Director Umair Nasir Ali says that films which require any kind of deep research are rare in Pakistan because they require effort. That’s why the number of cliched and superficial films are the norm in Pakistan. ‘Nayab’ has that research and effort behind it, which is why it will reach the audience emotionally.

The cast apparently did entire dry readings of the script, something Jawed Sheikh sahab recalled from the early days of PTV, and something which is quite normal in foreign film industries.

“Any topic which requires research is avoided by filmmakers in our country.”

The slogan “Naam Yaad Rakhna” comes directly from the cricketing lingo that players share. Hopefully Nayab will hit the right notes and become as memorable as the filmmakers intend.

What is the Hope for Nayab?

Director Umair Nasir Ali did his Bachelors in Film and Television from the National College of Arts, the first filmmaking degree ever offered in Pakistan. The National Academy of Performing Arts was also established around the same time. Then the media boom of private TV channels, including HUM TV, happened. Shortly after, Shoaib Mansoor released ‘Khuda Ke Liye’.

Today, Umair Nasir Ali sees that cycle coming to completion. Ad makers and music video makers have become filmmakers. And that first batch of NCA graduates, including himself, is now teaching up and coming filmmakers.

Ali Abbas and Basit Naqvi, the writers of Nayab, are graduates of the Visual Studies department at Karachi University. The DOP is Shajee Hassan and Associate Producer Umer Qazi also studied from Karachi University. The Assistant Producer is from CBM. The chief AD Hassaan Mukhi is a SZABIST graduate, the first AD Ramil Ahsan graduated from Iqra University, the second AD is a graduate of the first Film Studies batch at Indus Valley School of Arts and the 3rd AD is from Karachi University again.

All this young blood, the distillation of years of hard work is the team behind Nayab. Their hope is that this film provides an answer to the question: “What is Pakistani Cinema?”
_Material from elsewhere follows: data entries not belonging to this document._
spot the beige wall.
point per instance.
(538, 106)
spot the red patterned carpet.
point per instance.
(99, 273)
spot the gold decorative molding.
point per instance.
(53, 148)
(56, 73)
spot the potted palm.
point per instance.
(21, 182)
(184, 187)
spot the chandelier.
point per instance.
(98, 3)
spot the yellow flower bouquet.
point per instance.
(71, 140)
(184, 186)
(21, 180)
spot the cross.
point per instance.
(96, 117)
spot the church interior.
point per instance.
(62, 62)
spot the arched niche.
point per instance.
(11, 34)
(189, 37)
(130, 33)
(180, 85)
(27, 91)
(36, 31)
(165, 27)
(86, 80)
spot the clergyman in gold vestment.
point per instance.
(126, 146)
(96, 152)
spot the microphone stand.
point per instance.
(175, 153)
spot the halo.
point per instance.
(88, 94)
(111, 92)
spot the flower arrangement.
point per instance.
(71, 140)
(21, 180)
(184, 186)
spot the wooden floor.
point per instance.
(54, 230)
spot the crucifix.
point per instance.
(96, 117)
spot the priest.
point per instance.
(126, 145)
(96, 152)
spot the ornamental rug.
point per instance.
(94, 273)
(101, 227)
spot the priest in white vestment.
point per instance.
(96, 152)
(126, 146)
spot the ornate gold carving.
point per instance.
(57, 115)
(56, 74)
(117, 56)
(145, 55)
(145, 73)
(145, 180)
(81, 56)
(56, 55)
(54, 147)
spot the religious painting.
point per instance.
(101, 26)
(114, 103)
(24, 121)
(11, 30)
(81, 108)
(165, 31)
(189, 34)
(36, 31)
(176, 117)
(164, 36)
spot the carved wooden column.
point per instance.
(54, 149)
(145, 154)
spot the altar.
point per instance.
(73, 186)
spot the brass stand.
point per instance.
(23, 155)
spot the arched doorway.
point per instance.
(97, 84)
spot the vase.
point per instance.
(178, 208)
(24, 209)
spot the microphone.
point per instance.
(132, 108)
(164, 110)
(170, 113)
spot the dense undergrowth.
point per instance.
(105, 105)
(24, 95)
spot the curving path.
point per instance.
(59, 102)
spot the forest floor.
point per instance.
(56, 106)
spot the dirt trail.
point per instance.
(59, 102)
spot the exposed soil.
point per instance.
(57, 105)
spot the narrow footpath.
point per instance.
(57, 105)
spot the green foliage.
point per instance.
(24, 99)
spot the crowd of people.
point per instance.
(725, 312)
“Our films are either too commercial and lose their relatability because the same characters are packaged differently and presented on screen again and again, or they’re too independent and artsy and only appeal to a niche market.”
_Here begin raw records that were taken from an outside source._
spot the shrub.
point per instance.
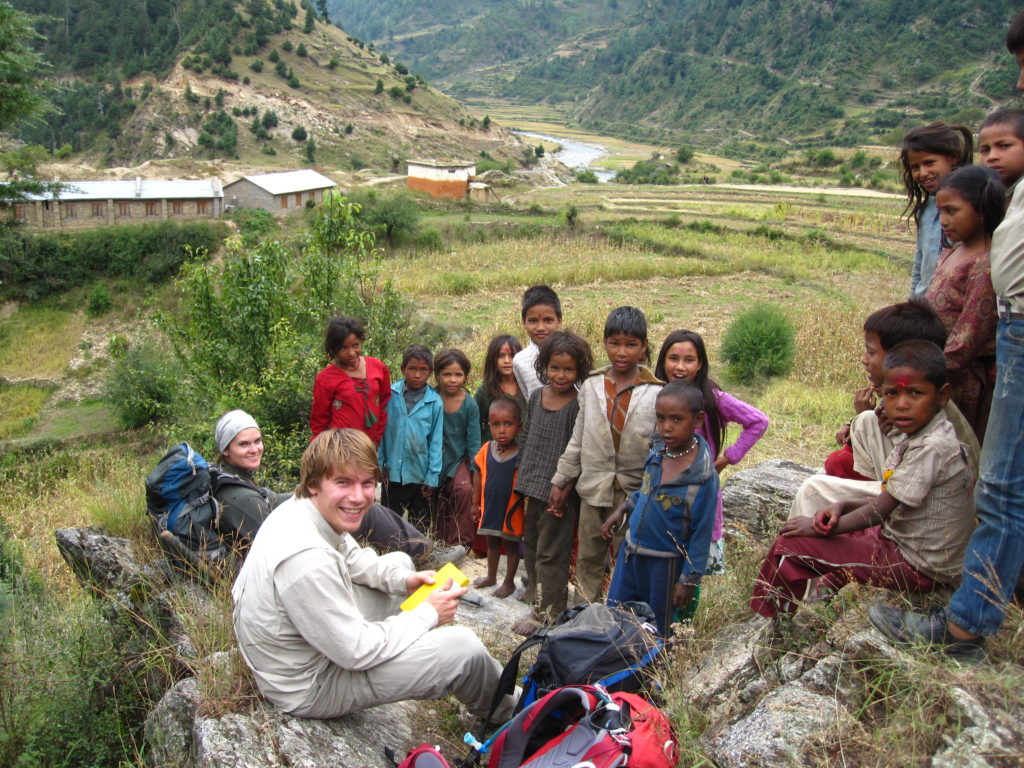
(758, 343)
(141, 385)
(428, 240)
(99, 300)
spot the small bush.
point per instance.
(99, 300)
(141, 386)
(428, 240)
(760, 342)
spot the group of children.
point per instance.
(895, 507)
(551, 452)
(624, 459)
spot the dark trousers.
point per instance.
(387, 531)
(548, 545)
(408, 498)
(862, 556)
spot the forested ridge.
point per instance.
(848, 71)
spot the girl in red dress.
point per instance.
(352, 391)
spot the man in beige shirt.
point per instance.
(316, 615)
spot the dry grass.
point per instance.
(38, 342)
(19, 407)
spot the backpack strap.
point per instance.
(506, 683)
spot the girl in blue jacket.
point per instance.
(672, 515)
(410, 455)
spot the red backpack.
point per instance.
(584, 725)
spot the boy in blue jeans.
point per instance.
(995, 552)
(672, 515)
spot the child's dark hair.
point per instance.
(630, 322)
(418, 352)
(922, 355)
(702, 380)
(338, 330)
(954, 141)
(686, 392)
(492, 379)
(445, 357)
(538, 295)
(1009, 116)
(504, 400)
(1015, 36)
(564, 342)
(981, 187)
(905, 322)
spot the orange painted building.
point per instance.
(438, 178)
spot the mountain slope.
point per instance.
(260, 84)
(706, 71)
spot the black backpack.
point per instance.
(598, 644)
(179, 498)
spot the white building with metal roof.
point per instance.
(88, 204)
(278, 193)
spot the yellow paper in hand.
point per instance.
(448, 570)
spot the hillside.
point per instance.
(257, 84)
(711, 71)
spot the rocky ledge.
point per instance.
(764, 706)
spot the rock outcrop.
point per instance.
(798, 705)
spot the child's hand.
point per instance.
(556, 500)
(682, 594)
(799, 526)
(610, 525)
(843, 435)
(826, 518)
(863, 399)
(885, 423)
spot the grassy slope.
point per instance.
(680, 278)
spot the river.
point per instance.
(576, 155)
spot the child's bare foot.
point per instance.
(525, 626)
(505, 590)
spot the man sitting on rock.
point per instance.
(316, 615)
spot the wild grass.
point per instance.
(38, 341)
(19, 408)
(681, 278)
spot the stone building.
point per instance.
(82, 205)
(440, 178)
(279, 193)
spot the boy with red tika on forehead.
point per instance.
(911, 537)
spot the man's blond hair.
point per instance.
(333, 453)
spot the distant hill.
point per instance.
(713, 71)
(262, 83)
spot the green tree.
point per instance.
(246, 324)
(394, 215)
(23, 95)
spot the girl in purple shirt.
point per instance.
(683, 356)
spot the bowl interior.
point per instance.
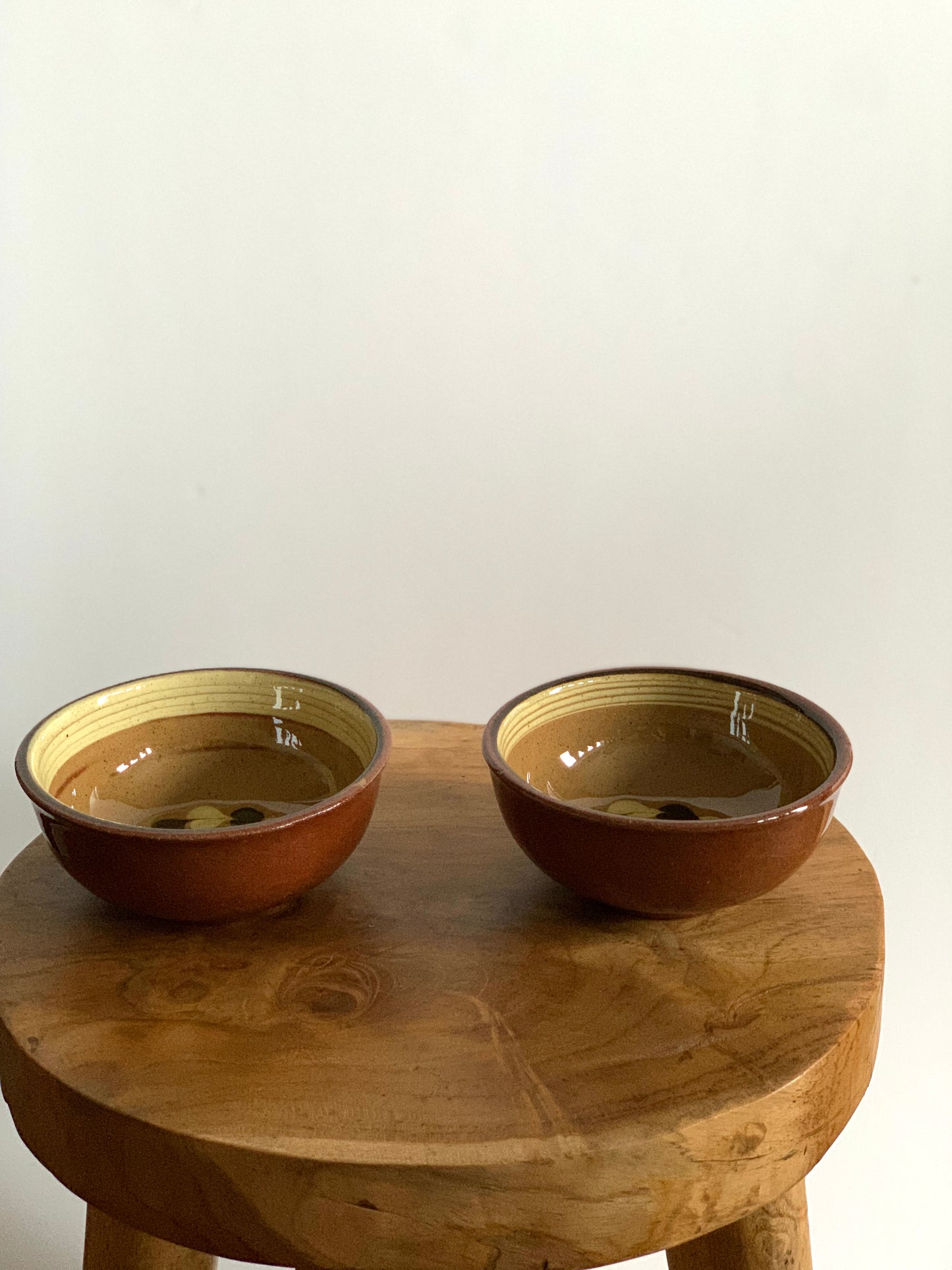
(204, 749)
(665, 746)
He cited the films of Zoya Akhtar and Rajkumar Hirani which balance the two extremes of filmmaking pretty well. He also cited the early days of the Pakistani film industry which portrayed the lives of the working-class like labourers and horse cart drivers. Umair Nasir Ali hopes that Nayab can provide that complete experience for the Pakistani audience.

‘Nayab’ will hit theaters in Pakistan on the 26th of January 2024.

It will also be released internationally on the 2nd of February in the US, UK, Canada, GCC Territories, and Europe.